O ministro Alexandre de Moraes, do Supremo Tribunal Federal (STF), rejeitou, na tarde desta terça-feira (6), o pedido da defesa do ex-presidente Jair Bolsonaro (PL) para uma nova transferência imediata ao Hospital DF Star, em Brasília.
A solicitação ocorreu após Bolsonaro sofrer uma queda dentro da cela da Superintendência da Polícia Federal (PF), onde está preso, e bater a cabeça.
De acordo com a Polícia Federal, o ex-presidente recebeu atendimento logo após o ocorrido, registrado durante a madrugada.
Ainda segundo a corporação, o médico responsável avaliou que os ferimentos eram leves e não indicou, naquele momento, a necessidade de encaminhamento para uma unidade hospitalar.
Mesmo assim, a defesa recorreu ao STF. Os advogados alegaram risco à saúde de Bolsonaro, considerando seu histórico médico recente.

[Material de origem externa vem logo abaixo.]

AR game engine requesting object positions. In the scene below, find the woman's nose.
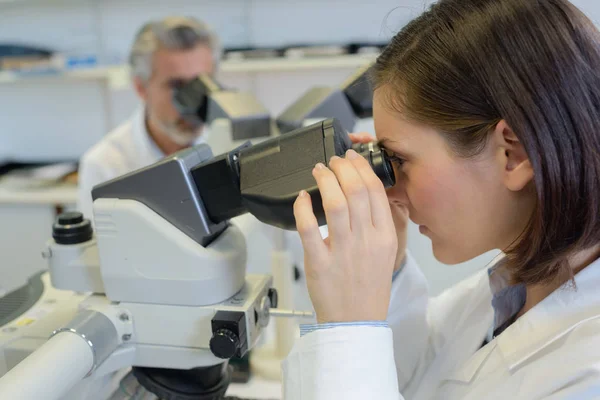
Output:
[386,181,408,206]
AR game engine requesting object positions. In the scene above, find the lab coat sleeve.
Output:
[283,253,427,400]
[283,326,404,400]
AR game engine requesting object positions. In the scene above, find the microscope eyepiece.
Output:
[192,119,396,230]
[352,142,396,188]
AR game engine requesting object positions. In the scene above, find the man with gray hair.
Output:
[78,17,220,220]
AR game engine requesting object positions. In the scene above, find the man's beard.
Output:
[157,120,204,146]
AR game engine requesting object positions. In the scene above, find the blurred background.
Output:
[0,0,600,297]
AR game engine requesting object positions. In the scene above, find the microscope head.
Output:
[92,119,395,245]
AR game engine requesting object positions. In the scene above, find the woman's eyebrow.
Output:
[377,138,409,155]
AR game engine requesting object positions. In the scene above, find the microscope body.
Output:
[48,203,272,376]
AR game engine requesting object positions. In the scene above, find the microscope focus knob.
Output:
[210,329,240,358]
[52,211,94,245]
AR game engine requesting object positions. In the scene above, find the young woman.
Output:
[284,0,600,400]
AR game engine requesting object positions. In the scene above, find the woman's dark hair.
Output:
[373,0,600,284]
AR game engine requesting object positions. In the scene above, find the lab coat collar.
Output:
[131,106,209,166]
[497,259,600,371]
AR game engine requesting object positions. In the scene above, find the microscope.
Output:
[0,65,386,400]
[0,114,394,399]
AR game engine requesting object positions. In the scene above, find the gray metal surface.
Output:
[92,144,227,246]
[277,87,356,133]
[0,273,44,327]
[207,91,271,140]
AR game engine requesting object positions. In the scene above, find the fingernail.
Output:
[346,149,358,160]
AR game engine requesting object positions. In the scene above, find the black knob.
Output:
[52,212,93,244]
[210,329,240,358]
[268,288,279,308]
[58,211,83,225]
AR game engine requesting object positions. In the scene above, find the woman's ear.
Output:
[492,120,533,192]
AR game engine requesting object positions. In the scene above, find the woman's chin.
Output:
[432,244,477,265]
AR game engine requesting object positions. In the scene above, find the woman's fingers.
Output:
[313,163,350,240]
[294,190,327,260]
[348,132,373,143]
[329,157,373,231]
[346,150,394,229]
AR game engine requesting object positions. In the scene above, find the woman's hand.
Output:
[294,150,398,323]
[350,133,408,270]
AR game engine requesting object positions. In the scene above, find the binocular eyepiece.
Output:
[352,142,396,188]
[192,119,396,230]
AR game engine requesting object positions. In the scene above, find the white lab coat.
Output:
[77,107,208,219]
[283,252,600,400]
[77,107,272,273]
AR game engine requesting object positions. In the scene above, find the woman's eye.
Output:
[390,154,404,167]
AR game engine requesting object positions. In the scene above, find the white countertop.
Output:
[226,376,282,400]
[0,179,77,205]
[0,53,377,89]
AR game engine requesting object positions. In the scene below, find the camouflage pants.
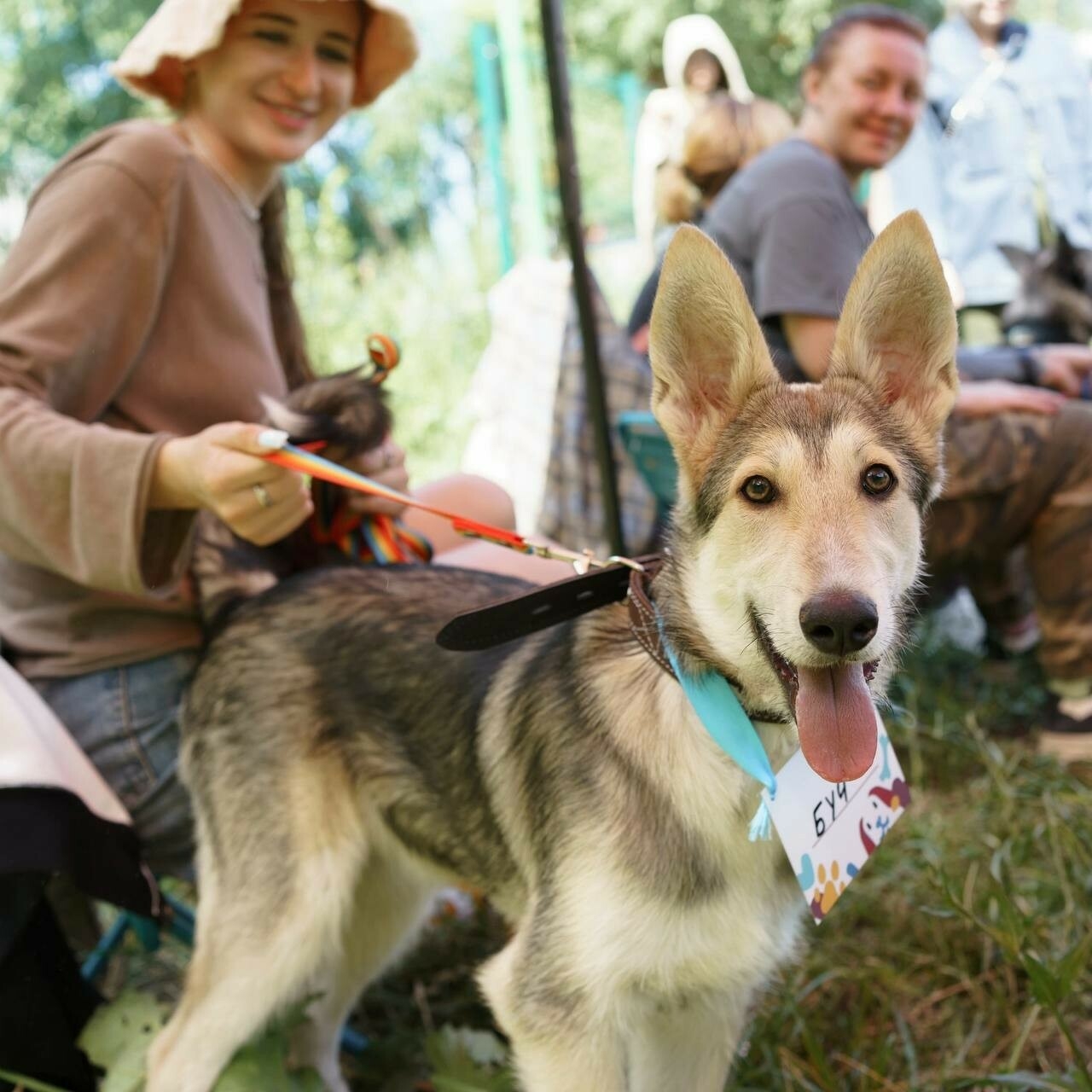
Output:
[926,401,1092,679]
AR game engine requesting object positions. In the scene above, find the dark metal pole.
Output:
[542,0,625,554]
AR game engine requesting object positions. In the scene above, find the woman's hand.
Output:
[345,436,410,516]
[956,379,1066,417]
[1032,345,1092,398]
[149,421,312,546]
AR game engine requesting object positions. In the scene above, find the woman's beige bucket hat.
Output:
[110,0,417,109]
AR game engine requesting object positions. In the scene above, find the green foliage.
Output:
[425,1025,515,1092]
[75,990,324,1092]
[79,990,167,1092]
[213,997,325,1092]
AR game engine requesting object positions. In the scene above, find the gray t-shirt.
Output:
[701,137,873,382]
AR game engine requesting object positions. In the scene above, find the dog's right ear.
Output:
[829,212,959,449]
[648,226,781,495]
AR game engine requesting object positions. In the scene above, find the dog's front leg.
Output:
[627,997,747,1092]
[479,929,624,1092]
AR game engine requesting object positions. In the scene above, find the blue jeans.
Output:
[32,652,198,877]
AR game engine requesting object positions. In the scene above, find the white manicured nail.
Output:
[258,428,288,451]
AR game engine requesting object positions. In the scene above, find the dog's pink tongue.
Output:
[796,664,876,781]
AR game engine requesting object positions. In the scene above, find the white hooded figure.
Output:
[633,15,753,265]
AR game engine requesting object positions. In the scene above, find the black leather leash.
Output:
[436,554,675,678]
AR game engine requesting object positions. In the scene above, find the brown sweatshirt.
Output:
[0,121,285,676]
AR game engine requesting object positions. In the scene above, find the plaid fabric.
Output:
[536,282,658,556]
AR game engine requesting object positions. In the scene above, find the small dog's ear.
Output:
[648,226,781,491]
[829,212,959,444]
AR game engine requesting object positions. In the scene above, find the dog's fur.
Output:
[148,214,956,1092]
[999,233,1092,345]
[190,368,391,635]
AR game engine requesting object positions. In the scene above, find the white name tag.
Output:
[762,715,909,925]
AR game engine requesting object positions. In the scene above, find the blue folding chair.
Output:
[618,410,679,522]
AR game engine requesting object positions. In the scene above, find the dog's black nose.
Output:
[800,592,880,656]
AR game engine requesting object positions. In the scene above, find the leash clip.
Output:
[515,539,644,577]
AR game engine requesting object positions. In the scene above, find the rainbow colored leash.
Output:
[258,439,642,573]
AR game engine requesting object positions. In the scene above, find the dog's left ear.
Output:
[648,226,781,496]
[829,212,959,444]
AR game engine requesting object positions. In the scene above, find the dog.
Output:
[999,231,1092,345]
[148,213,958,1092]
[190,366,392,636]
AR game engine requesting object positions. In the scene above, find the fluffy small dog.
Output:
[190,368,391,635]
[148,213,958,1092]
[999,233,1092,345]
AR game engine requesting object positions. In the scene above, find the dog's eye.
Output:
[741,474,773,504]
[861,463,894,497]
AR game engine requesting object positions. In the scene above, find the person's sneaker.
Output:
[1038,698,1092,765]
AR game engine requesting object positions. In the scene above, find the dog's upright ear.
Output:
[648,226,781,496]
[829,212,959,448]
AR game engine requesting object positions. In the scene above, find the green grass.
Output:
[332,633,1092,1092]
[57,223,1092,1092]
[73,633,1092,1092]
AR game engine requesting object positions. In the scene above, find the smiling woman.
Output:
[0,0,551,895]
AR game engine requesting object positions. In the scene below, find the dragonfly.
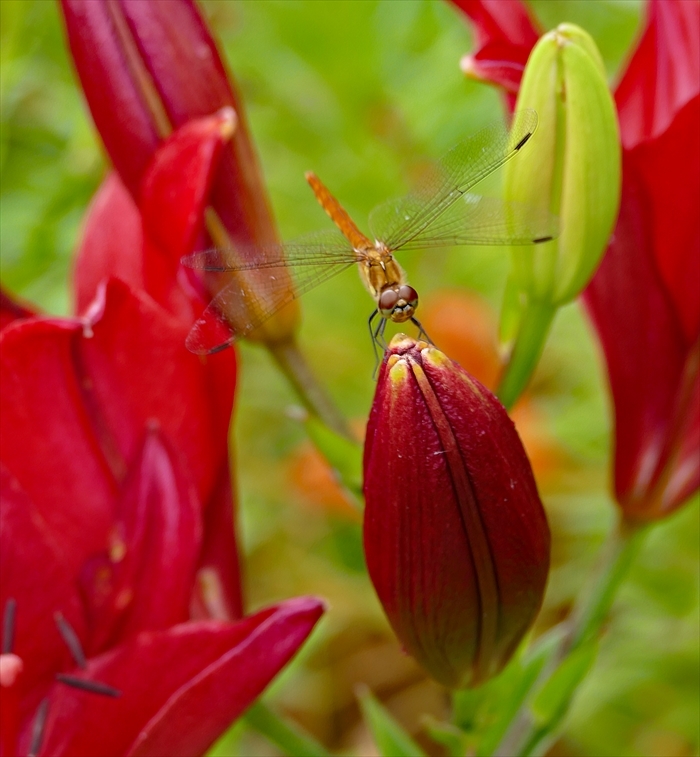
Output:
[182,110,556,354]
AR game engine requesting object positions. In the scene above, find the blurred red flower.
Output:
[455,0,700,520]
[364,336,549,687]
[60,0,298,343]
[0,116,323,755]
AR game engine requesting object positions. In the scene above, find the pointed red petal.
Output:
[615,0,700,149]
[193,460,243,620]
[584,153,687,515]
[73,173,144,314]
[40,598,323,757]
[626,94,700,344]
[0,319,117,566]
[84,430,202,654]
[0,464,87,718]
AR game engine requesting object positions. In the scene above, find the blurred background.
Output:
[0,0,700,757]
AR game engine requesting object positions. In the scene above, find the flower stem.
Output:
[494,520,648,757]
[496,301,556,409]
[265,338,355,441]
[244,701,329,757]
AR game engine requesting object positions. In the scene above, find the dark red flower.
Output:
[61,0,298,342]
[0,113,323,755]
[452,0,700,520]
[452,0,540,110]
[364,337,549,687]
[69,112,242,618]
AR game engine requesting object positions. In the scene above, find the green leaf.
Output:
[358,687,425,757]
[243,702,330,757]
[425,717,471,757]
[476,628,563,757]
[532,640,598,730]
[304,415,362,507]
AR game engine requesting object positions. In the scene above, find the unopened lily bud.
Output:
[505,24,621,307]
[498,24,621,407]
[364,335,549,687]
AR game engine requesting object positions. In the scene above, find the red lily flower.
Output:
[61,0,298,342]
[364,335,549,687]
[75,112,242,619]
[452,0,700,520]
[452,0,541,110]
[0,113,323,755]
[0,428,323,757]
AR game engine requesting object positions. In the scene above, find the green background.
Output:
[0,0,700,757]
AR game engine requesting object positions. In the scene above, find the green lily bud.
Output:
[499,24,621,405]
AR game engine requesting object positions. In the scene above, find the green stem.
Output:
[494,520,648,757]
[244,701,330,757]
[266,339,355,441]
[496,301,556,409]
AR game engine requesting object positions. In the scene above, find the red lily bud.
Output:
[364,335,549,687]
[60,0,299,342]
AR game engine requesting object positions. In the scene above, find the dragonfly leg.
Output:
[411,318,435,347]
[367,310,387,376]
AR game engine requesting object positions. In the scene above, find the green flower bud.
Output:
[498,24,621,407]
[505,24,621,307]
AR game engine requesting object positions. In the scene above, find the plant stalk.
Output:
[494,519,648,757]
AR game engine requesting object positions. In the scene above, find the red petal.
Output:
[585,153,687,517]
[141,108,235,314]
[61,0,161,197]
[615,0,700,149]
[0,464,87,718]
[626,94,700,344]
[86,430,202,655]
[40,598,323,757]
[193,460,243,620]
[0,287,36,331]
[452,0,539,100]
[74,173,144,313]
[0,320,117,566]
[80,281,235,502]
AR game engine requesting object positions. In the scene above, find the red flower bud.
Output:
[364,335,549,687]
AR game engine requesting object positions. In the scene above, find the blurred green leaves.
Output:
[0,0,103,313]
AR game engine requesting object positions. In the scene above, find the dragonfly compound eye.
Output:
[377,289,399,318]
[399,284,418,310]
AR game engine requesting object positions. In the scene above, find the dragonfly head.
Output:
[377,284,418,323]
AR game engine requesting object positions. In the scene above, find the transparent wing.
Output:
[374,193,558,250]
[369,110,537,250]
[182,231,359,354]
[180,229,358,273]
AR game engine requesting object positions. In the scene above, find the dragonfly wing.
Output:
[183,232,357,354]
[370,110,537,250]
[388,193,558,250]
[180,230,357,273]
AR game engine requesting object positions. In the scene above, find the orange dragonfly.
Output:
[182,110,556,354]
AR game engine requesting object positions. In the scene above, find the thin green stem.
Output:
[244,701,330,757]
[265,339,355,441]
[494,520,648,757]
[496,301,556,409]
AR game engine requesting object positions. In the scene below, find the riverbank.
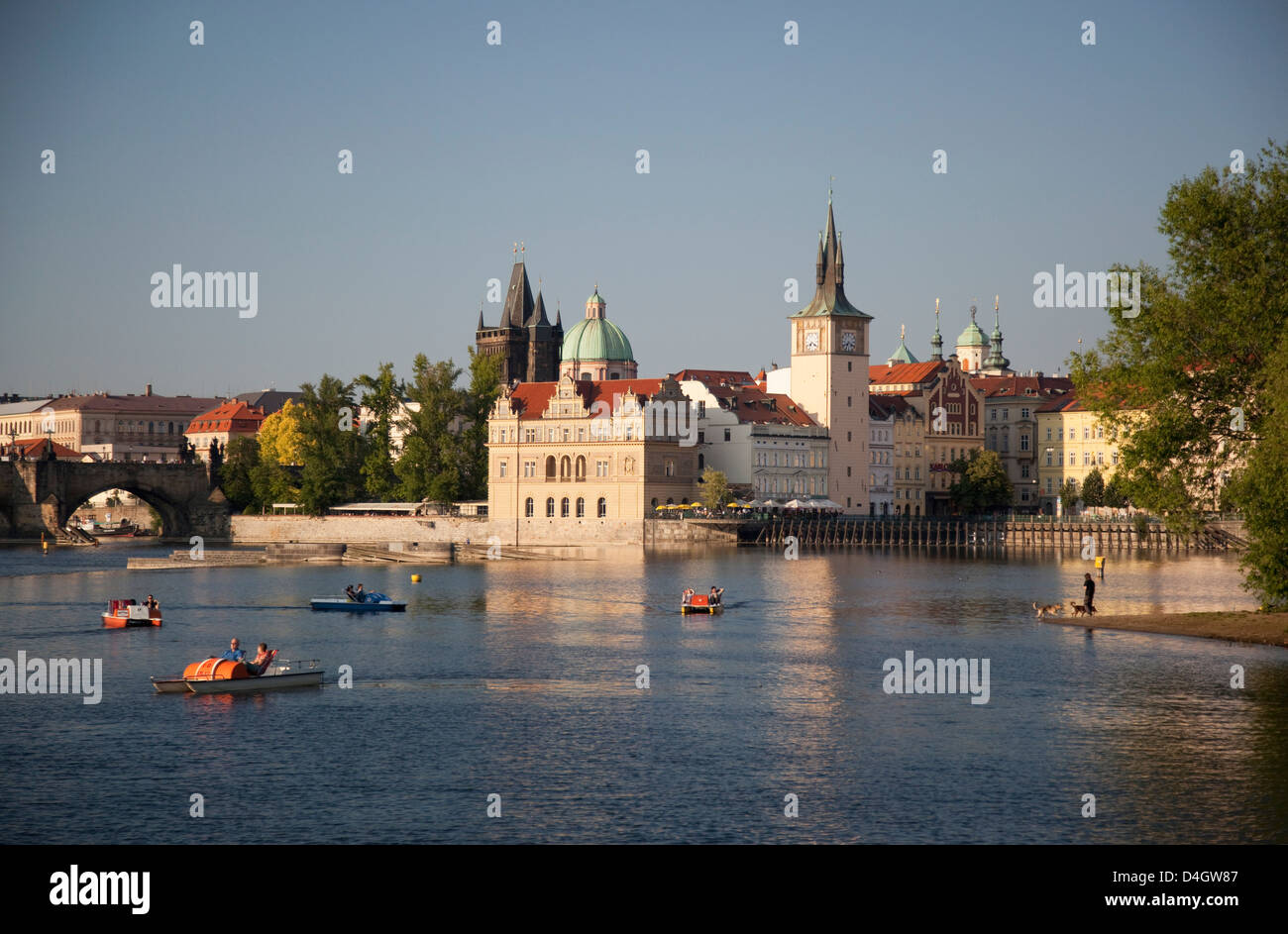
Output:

Conforme a argumentação apresentada, a queda causou impacto na cabeça e levantou a hipótese de traumatismo, o que, na avaliação da defesa, exigiria exames imediatos em ambiente hospitalar. O pedido, porém, foi negado por Alexandre de Moraes.
Manifestação da ex-primeira-dama
A ex-primeira-dama Michelle Bolsonaro se pronunciou em suas redes sociais após visitar o marido na prisão.
Ela afirmou que Bolsonaro teria passado por uma crise enquanto dormia, caiu e bateu a cabeça em um móvel da cela, sendo atendido apenas horas depois, quando foi chamado para a visita. “Meu amor não está bem”, escreveu.

Posteriormente, o médico particular do ex-presidente, Cláudio Birolini, avaliou o quadro e confirmou diagnóstico de traumatismo cranioencefálico leve.
Além disso, indicou a necessidade de exames de imagem. A defesa aguarda autorização judicial para que Bolsonaro seja submetido a novos procedimentos hospitalares.
Condenação
Bolsonaro cumpre pena de 27 anos e 3 meses de prisão, em regime inicial fechado, após condenação da Primeira Turma do STF por liderar uma organização criminosa acusada de tentar impedir a posse e o exercício do governo do presidente Luiz Inácio Lula da Silva (PT).
Ele já estava detido por descumprimento de medidas cautelares quando a decisão transitou em julgado, em novembro do ano passado.
No fim de 2025, o ex-presidente chegou a ser internado no Hospital DF Star para cirurgias relacionadas a hérnias e tratamento de soluços persistentes. Após o procedimento, retornou ao sistema prisional.